Baseline 1: Contiguous KV Tensors with Maximum-length Reservation

The most direct failed baseline is to store every request's KV cache in one contiguous GPU-memory chunk and reserve space for the maximum sequence length. This is natural because deep learning frameworks prefer contiguous tensors and CUDA kernels are easier to write for them. If output lengths were known and all requests were similarly long, the design might even be simple and effective. LLM serving has the opposite properties: prompt lengths vary, output lengths are unknown, and requests arrive and finish continuously.

Contiguous reservation therefore creates three kinds of waste. Reserved slots may be used by future tokens but are unavailable to other requests now. Internal fragmentation is the gap between maximum and actual length. External fragmentation comes from allocator holes. Figure 2 in the vLLM paper gives the key number: in the evaluated existing systems, only 20.4%-38.2% of KV-cache memory actually stores token states. This baseline fails not because the implementation is careless, but because the abstraction is wrong.

Baseline 2: Rely on Iteration-level Scheduling Alone

Orca is the most important systems baseline for vLLM. Its iteration-level scheduling solves a real problem in request-level batching: the batch can be updated after every iteration, with completed requests leaving and new requests joining. vLLM does not reject that idea. The problem is that Orca-style scheduling still depends on whether the underlying memory can fit the requests. If KV-cache memory is wasted through contiguous reservation and fragmentation, the scheduler may want to add new requests but have no blocks available.

The paper implements three Orca variants: Orca (Oracle), which unrealistically knows the true output length; Orca (Pow2), which over-reserves by at most 2x; and Orca (Max), which reserves up to the model's maximum sequence length. This setup is convincing because vLLM is not merely beating a poor implementation. In many settings it surpasses Orca even with oracle length information. The lesson is that memory management and scheduling are complementary: iteration-level scheduling improves scheduling granularity, while PagedAttention increases the number of requests that can be scheduled.

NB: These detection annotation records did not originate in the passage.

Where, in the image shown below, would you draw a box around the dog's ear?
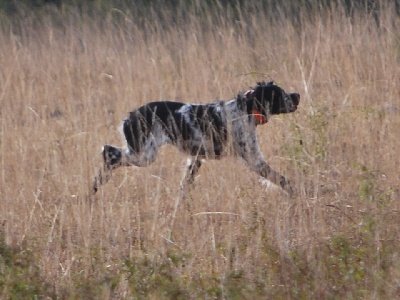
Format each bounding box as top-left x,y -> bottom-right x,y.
243,89 -> 254,99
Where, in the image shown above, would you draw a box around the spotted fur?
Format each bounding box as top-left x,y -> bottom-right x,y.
93,82 -> 300,195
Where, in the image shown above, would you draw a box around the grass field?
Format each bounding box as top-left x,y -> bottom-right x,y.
0,1 -> 400,299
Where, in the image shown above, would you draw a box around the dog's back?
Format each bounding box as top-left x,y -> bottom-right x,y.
123,101 -> 227,157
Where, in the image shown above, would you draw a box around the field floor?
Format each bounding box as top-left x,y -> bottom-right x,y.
0,1 -> 400,299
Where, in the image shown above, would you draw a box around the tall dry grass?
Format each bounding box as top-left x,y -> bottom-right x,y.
0,2 -> 400,299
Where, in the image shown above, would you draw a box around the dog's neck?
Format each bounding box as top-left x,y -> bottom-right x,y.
237,92 -> 269,126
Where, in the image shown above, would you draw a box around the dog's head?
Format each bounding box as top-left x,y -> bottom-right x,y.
244,81 -> 300,123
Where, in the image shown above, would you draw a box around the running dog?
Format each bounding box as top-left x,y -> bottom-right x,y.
93,81 -> 300,195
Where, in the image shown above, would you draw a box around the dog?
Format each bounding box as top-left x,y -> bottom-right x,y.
93,81 -> 300,195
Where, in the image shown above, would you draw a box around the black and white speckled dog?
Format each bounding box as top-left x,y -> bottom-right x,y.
93,82 -> 300,195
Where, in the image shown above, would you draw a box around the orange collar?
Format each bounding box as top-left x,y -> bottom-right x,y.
252,109 -> 268,125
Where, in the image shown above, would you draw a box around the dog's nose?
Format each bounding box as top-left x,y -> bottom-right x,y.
290,93 -> 300,106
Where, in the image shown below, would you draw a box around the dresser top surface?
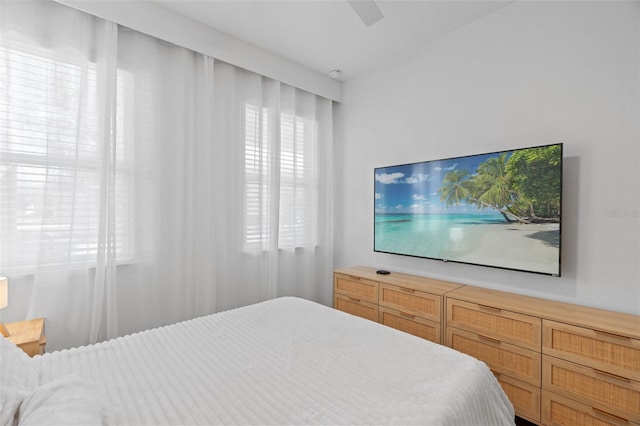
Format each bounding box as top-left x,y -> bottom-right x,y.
334,266 -> 462,295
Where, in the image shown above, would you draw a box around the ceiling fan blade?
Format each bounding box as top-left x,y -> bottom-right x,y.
347,0 -> 384,27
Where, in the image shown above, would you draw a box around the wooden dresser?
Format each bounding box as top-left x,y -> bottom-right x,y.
333,267 -> 461,343
334,267 -> 640,426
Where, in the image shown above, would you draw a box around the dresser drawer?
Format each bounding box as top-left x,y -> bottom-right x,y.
493,371 -> 540,423
542,391 -> 637,426
447,298 -> 542,351
542,355 -> 640,423
379,284 -> 442,322
333,294 -> 378,322
379,306 -> 442,343
446,327 -> 541,387
333,274 -> 378,304
542,320 -> 640,381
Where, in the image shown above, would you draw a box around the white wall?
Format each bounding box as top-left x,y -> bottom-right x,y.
55,0 -> 341,101
334,1 -> 640,314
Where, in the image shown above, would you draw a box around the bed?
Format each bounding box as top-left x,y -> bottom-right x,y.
0,298 -> 514,425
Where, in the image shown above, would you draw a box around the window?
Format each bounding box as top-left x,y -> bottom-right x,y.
0,45 -> 134,268
244,104 -> 318,251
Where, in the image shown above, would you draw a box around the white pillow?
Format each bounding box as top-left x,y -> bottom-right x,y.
0,336 -> 38,425
18,375 -> 102,426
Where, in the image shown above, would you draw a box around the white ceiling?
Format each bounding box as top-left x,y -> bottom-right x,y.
150,0 -> 513,81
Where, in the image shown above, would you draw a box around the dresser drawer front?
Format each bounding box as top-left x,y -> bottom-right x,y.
542,320 -> 640,381
334,274 -> 378,304
446,327 -> 541,387
333,294 -> 378,322
379,284 -> 442,322
379,306 -> 442,343
542,391 -> 635,426
447,298 -> 542,351
494,372 -> 540,423
542,355 -> 640,423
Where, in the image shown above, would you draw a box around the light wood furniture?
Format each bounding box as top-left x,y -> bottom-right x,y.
5,318 -> 47,357
334,267 -> 640,426
446,286 -> 640,425
333,266 -> 461,343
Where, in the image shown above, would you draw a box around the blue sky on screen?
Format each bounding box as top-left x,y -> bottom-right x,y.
375,153 -> 500,214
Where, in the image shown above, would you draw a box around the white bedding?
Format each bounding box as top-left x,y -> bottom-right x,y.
2,298 -> 514,425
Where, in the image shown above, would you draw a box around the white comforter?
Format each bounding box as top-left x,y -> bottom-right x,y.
3,298 -> 514,425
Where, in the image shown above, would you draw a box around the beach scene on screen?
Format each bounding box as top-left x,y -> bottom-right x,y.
374,144 -> 562,275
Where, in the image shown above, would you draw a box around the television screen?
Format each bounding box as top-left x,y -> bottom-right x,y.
374,144 -> 562,276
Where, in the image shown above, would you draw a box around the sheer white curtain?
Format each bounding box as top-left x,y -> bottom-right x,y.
0,0 -> 332,349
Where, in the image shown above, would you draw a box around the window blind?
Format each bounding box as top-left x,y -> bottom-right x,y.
244,104 -> 318,251
0,44 -> 134,269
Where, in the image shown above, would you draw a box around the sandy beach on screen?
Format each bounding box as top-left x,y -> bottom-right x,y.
459,223 -> 560,273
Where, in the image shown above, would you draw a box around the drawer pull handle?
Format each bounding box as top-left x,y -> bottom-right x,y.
478,334 -> 502,345
593,368 -> 631,383
478,305 -> 502,313
593,330 -> 631,340
591,407 -> 629,424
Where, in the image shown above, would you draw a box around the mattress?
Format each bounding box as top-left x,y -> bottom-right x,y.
3,298 -> 514,425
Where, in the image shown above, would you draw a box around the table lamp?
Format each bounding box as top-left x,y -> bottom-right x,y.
0,277 -> 9,337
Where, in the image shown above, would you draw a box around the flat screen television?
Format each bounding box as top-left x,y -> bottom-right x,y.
374,144 -> 562,276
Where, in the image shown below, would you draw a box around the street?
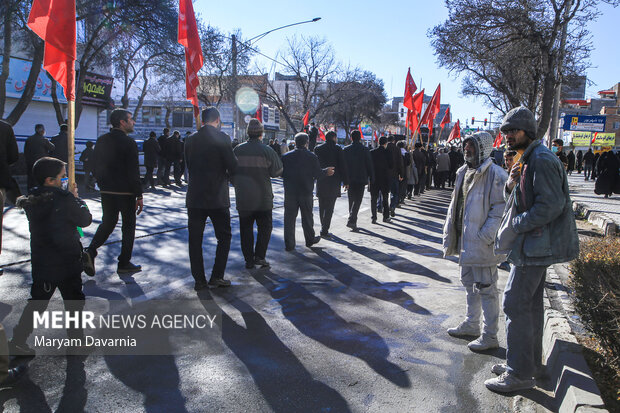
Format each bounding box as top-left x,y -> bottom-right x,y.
0,179 -> 512,412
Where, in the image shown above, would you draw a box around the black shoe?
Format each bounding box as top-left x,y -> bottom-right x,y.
209,278 -> 230,288
0,364 -> 28,388
9,340 -> 35,357
82,249 -> 95,277
194,280 -> 209,291
254,258 -> 271,268
116,262 -> 142,274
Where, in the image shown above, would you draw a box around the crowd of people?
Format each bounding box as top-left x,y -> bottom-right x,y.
0,103 -> 600,392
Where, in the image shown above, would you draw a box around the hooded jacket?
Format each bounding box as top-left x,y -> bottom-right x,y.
443,132 -> 508,267
17,186 -> 92,284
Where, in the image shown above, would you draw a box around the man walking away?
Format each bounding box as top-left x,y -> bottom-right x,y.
282,132 -> 334,251
314,131 -> 349,239
24,123 -> 54,193
142,132 -> 161,189
343,130 -> 374,231
185,106 -> 237,291
484,106 -> 579,393
370,136 -> 394,224
438,132 -> 508,351
233,119 -> 282,269
84,109 -> 144,277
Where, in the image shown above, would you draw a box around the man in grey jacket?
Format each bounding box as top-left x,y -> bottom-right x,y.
443,132 -> 508,351
484,106 -> 579,392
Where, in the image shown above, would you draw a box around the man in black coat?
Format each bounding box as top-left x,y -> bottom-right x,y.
314,131 -> 349,239
51,125 -> 69,163
370,136 -> 394,224
343,130 -> 374,231
386,135 -> 405,216
411,142 -> 426,195
142,132 -> 161,189
84,109 -> 144,277
282,132 -> 334,251
24,123 -> 54,192
185,106 -> 237,291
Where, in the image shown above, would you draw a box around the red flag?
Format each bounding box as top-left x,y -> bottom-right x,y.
448,120 -> 461,142
178,0 -> 203,114
403,68 -> 418,110
420,83 -> 441,139
28,0 -> 76,101
439,106 -> 450,129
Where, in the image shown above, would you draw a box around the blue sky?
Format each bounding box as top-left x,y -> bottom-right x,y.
194,0 -> 620,128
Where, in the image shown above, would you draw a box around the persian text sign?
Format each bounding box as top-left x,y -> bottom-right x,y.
564,115 -> 605,132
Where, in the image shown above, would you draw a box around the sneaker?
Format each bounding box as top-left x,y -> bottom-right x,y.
306,235 -> 321,248
467,334 -> 499,351
209,278 -> 230,288
82,249 -> 95,277
116,262 -> 142,274
194,280 -> 209,291
447,321 -> 480,337
9,340 -> 35,357
254,258 -> 271,268
0,365 -> 28,389
484,372 -> 536,393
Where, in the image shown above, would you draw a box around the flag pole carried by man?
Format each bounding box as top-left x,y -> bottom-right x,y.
28,0 -> 76,188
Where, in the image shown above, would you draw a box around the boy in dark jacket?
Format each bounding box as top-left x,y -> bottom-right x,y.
9,157 -> 92,355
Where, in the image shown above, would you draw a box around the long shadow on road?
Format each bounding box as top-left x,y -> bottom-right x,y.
247,270 -> 411,388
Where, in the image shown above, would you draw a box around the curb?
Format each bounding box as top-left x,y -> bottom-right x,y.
543,266 -> 615,413
573,202 -> 617,236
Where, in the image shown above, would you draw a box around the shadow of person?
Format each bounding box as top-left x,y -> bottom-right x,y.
247,270 -> 411,388
199,292 -> 350,412
299,243 -> 431,315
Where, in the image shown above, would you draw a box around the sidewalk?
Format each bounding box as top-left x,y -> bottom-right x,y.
568,172 -> 620,234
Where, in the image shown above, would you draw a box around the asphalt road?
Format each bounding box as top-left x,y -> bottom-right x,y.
0,179 -> 512,412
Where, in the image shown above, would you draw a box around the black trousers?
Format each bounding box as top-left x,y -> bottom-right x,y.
88,193 -> 136,266
284,192 -> 315,249
370,185 -> 390,219
13,273 -> 85,344
348,184 -> 366,225
239,209 -> 273,263
187,208 -> 232,281
319,196 -> 338,234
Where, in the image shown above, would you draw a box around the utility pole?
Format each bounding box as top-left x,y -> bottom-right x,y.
547,0 -> 573,147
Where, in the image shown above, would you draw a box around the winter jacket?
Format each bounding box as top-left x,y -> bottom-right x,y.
233,139 -> 282,211
185,125 -> 237,209
93,128 -> 142,197
0,120 -> 19,188
504,141 -> 579,266
314,141 -> 349,198
17,186 -> 92,284
443,158 -> 508,267
343,141 -> 374,185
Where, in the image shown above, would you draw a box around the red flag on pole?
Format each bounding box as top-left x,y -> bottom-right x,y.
420,83 -> 441,139
448,120 -> 461,142
178,0 -> 204,116
403,68 -> 418,110
28,0 -> 76,101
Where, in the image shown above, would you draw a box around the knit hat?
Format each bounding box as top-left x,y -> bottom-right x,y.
247,118 -> 265,138
499,106 -> 537,139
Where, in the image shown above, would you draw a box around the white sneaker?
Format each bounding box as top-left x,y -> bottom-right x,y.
467,334 -> 499,351
484,372 -> 536,393
447,321 -> 480,337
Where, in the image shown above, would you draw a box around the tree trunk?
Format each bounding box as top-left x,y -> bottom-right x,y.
6,40 -> 43,125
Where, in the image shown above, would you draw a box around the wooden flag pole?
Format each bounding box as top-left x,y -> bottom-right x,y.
67,99 -> 75,190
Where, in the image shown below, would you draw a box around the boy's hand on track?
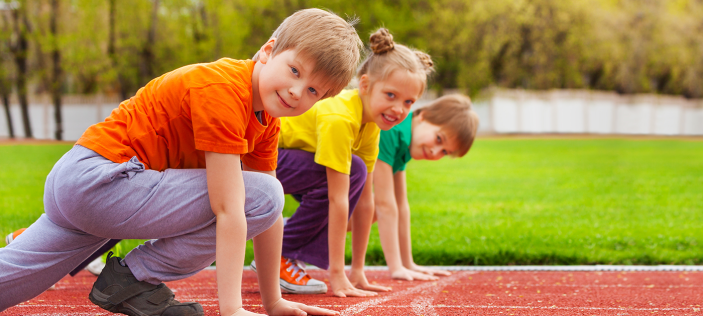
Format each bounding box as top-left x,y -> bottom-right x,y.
266,298 -> 339,316
410,264 -> 452,276
330,273 -> 378,297
391,267 -> 439,281
349,270 -> 393,292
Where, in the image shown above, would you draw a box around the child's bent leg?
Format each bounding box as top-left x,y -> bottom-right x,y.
125,170 -> 284,284
276,149 -> 366,269
0,214 -> 108,312
45,146 -> 284,284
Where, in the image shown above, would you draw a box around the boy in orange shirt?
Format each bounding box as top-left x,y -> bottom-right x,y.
0,9 -> 361,315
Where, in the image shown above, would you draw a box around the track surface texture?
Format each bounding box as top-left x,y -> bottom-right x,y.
0,270 -> 703,316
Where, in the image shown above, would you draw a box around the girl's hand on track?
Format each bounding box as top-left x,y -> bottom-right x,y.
232,307 -> 265,316
391,267 -> 439,281
330,273 -> 378,297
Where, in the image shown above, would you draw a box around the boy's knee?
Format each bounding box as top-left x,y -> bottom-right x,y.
245,173 -> 285,228
349,155 -> 367,183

Baseline 3: Optimize Attention Kernels or Low-latency Engines Only

FasterTransformer represents another natural route: optimize transformer inference kernels for low latency. This is valuable for single requests or small batches, but it does not automatically solve online serving throughput. LLM decode is often memory-bound; if the system cannot place enough requests into the batch, GPU compute remains underutilized.

vLLM openly reports that its PagedAttention kernel is 20%-26% slower than FasterTransformer's attention kernel in a microbenchmark. This is one of the paper's most honest and useful points: a faster operator does not necessarily produce a faster service. PagedAttention adds indirection, but it unlocks larger batches and sharing opportunities. A systems paper evaluates end-to-end throughput and latency curves, not only single-kernel speed.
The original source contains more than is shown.